Article: Applied and Environmental Microbiology

Assessing airborne fungal communities by high-throughput sequencing using passive trapsĀ J Aguayo, C Fourrier-Jeandel, C Husson, R Ioos Applied and Environmental Microbiology, AEM. 02637-17

ABSTRACT

Techniques based on the high-throughput sequencing (HTS) of environmental DNA have provided a new way of studying fungal diversity. However, these techniques suffer from a number of methodological biases which may appear at any of the steps involved in a metabarcoding study. Air is one of the most important environments where fungi can be found because it is the primary medium of dispersal for many species. Looking ahead to future developments, it was decided to test 20 protocols including different passive spore traps, spore recovery procedures, DNA extraction kits and barcode loci. HTS was performed with the Illumina MiSeq platform targeting two sub loci of the fungal internal transcribed spacer. Multivariate analysis and generalized linear models showed that the type of passive spore trap, the spore recovery procedure and the barcode all impact the description of fungal communities in terms of richness and diversity when assessed by HTS metabarcoding. In contrast, DNA extraction kits did not significantly impact these results.
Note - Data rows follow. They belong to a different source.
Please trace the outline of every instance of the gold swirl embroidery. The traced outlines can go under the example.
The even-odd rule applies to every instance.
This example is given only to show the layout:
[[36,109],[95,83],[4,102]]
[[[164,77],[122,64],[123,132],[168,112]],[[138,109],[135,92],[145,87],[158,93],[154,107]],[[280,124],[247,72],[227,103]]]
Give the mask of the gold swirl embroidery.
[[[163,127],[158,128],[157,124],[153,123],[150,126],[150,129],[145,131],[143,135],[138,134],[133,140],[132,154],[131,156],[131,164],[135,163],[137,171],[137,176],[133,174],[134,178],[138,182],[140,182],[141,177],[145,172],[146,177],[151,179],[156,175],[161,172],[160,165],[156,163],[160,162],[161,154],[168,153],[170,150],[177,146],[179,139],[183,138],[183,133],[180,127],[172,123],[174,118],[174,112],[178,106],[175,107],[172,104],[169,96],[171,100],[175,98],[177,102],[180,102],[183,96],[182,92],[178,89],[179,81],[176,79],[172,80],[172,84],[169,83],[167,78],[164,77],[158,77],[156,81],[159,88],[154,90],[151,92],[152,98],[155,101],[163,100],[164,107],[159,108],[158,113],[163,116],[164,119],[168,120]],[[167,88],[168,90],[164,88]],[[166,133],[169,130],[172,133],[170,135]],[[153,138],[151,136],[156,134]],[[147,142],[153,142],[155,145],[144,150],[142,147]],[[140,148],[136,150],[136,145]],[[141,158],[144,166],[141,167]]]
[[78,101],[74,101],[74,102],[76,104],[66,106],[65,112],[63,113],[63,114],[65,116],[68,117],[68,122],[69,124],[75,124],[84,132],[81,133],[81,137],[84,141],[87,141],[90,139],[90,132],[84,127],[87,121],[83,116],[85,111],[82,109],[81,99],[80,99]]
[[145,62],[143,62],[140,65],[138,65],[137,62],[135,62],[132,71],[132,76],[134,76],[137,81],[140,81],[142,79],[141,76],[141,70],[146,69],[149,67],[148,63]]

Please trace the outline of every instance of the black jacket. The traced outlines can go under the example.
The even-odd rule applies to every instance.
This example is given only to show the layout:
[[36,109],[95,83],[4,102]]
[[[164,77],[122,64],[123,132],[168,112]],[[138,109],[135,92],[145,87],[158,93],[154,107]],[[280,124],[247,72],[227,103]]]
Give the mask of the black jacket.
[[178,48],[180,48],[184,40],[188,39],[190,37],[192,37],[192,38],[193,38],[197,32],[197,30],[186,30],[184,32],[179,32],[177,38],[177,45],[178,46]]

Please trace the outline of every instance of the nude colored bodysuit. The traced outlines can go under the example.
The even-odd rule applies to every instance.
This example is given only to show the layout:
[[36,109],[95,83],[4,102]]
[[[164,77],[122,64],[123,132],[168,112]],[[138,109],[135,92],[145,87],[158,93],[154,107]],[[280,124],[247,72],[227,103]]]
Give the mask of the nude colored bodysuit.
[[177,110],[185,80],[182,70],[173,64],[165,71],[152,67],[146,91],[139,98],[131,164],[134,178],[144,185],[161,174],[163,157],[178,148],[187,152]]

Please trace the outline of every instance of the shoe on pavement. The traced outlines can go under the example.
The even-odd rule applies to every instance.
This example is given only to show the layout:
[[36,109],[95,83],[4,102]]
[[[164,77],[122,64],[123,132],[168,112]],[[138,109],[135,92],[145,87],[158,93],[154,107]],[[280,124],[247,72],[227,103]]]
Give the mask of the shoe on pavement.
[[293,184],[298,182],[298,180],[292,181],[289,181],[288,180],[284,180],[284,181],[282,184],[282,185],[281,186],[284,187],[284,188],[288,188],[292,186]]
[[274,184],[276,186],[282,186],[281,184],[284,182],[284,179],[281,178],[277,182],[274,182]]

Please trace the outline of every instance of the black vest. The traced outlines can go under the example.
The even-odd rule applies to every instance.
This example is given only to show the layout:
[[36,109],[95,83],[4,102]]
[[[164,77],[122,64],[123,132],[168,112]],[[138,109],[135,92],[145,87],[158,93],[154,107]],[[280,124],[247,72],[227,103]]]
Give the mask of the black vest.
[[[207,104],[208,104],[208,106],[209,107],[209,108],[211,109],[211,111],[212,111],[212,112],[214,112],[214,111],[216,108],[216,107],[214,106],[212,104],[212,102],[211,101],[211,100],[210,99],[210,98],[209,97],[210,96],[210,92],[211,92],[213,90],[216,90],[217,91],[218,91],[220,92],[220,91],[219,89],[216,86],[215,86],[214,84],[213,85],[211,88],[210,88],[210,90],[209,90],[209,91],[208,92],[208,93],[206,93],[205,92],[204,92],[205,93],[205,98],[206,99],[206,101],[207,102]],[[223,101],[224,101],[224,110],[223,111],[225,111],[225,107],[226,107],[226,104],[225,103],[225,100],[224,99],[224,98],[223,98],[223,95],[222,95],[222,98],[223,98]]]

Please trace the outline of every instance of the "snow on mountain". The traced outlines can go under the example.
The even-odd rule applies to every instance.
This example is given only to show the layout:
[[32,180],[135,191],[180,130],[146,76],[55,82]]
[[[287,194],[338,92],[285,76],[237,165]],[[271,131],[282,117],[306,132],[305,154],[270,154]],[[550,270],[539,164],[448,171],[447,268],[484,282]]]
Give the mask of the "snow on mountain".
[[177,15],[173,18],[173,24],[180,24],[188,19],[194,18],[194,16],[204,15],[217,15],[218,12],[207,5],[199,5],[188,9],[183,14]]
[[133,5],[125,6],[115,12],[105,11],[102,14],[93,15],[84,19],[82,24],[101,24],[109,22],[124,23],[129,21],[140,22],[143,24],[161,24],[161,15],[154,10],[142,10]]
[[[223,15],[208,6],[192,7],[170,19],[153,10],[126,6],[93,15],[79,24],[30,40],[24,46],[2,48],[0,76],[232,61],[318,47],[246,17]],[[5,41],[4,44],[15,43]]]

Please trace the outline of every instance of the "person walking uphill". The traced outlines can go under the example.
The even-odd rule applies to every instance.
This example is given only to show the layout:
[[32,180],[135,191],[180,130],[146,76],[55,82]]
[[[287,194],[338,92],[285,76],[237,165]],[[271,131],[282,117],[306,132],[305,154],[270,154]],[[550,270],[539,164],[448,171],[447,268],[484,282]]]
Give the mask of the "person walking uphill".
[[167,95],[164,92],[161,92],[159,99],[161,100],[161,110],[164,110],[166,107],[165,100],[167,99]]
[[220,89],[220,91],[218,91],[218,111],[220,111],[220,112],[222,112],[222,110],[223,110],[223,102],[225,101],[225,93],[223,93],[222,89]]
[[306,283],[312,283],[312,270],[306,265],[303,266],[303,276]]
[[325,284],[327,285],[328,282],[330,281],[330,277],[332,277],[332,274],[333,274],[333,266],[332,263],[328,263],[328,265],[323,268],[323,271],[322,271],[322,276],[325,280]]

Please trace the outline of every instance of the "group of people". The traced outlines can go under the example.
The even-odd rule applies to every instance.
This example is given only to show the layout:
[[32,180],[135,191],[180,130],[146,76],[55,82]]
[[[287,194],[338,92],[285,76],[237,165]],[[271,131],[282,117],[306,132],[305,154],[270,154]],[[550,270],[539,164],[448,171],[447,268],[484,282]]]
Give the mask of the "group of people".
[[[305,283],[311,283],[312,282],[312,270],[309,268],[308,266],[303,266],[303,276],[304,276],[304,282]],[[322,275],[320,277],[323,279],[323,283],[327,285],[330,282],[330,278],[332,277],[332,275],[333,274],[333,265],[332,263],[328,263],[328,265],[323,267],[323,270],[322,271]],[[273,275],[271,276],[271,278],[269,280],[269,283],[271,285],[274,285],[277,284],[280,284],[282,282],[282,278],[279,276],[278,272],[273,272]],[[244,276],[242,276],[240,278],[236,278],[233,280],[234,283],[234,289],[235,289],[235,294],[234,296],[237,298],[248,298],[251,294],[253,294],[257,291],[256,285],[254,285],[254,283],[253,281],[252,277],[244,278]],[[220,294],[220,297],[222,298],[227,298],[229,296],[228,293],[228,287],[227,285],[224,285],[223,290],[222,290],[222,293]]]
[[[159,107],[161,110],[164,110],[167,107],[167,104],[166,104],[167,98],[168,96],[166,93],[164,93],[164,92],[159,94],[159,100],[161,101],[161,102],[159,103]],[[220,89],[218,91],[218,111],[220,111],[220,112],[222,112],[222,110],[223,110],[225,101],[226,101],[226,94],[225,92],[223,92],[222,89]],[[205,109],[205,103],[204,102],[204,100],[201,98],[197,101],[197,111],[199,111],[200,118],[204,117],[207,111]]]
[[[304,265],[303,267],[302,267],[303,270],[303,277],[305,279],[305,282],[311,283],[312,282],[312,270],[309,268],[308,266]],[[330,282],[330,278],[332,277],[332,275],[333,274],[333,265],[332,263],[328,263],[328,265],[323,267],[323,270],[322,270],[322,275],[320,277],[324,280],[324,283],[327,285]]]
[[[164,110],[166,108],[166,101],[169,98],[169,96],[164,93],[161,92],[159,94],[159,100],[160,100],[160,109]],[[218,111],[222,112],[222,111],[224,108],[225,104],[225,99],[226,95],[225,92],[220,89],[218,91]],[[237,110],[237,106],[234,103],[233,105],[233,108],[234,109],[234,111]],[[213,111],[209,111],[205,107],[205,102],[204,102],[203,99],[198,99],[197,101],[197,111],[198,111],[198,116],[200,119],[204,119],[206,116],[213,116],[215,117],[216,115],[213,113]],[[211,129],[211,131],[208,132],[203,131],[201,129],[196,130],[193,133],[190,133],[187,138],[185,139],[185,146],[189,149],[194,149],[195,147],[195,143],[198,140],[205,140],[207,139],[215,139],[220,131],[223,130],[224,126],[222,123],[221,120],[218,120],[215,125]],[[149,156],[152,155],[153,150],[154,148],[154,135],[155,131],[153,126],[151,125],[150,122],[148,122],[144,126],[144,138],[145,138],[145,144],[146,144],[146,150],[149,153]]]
Although passive traps may be used to describe airborne fungal communities, a study using specific real-time PCR and a mock community showed that these kinds of trap are affected by environmental conditions that may induce losses of biological material, impacting diversity and community composition results.

Importance The advent of high throughput sequencing (HTS) methods such as those offered by next-generation sequencing (NGS) techniques has opened a new era in the study of fungal diversity in different environmental substrates. In this study we show that the assessment of the diversity of airborne fungal communities can reliably be achieved by the use of simple and robust passive spore traps. However, comparison of sample processing protocols showed that several methodological biases may impact results of fungal diversity when assessed by metabarcoding. Our data suggest that identifying these biases is of paramount importance to enable a correct identification and relative quantification of community members.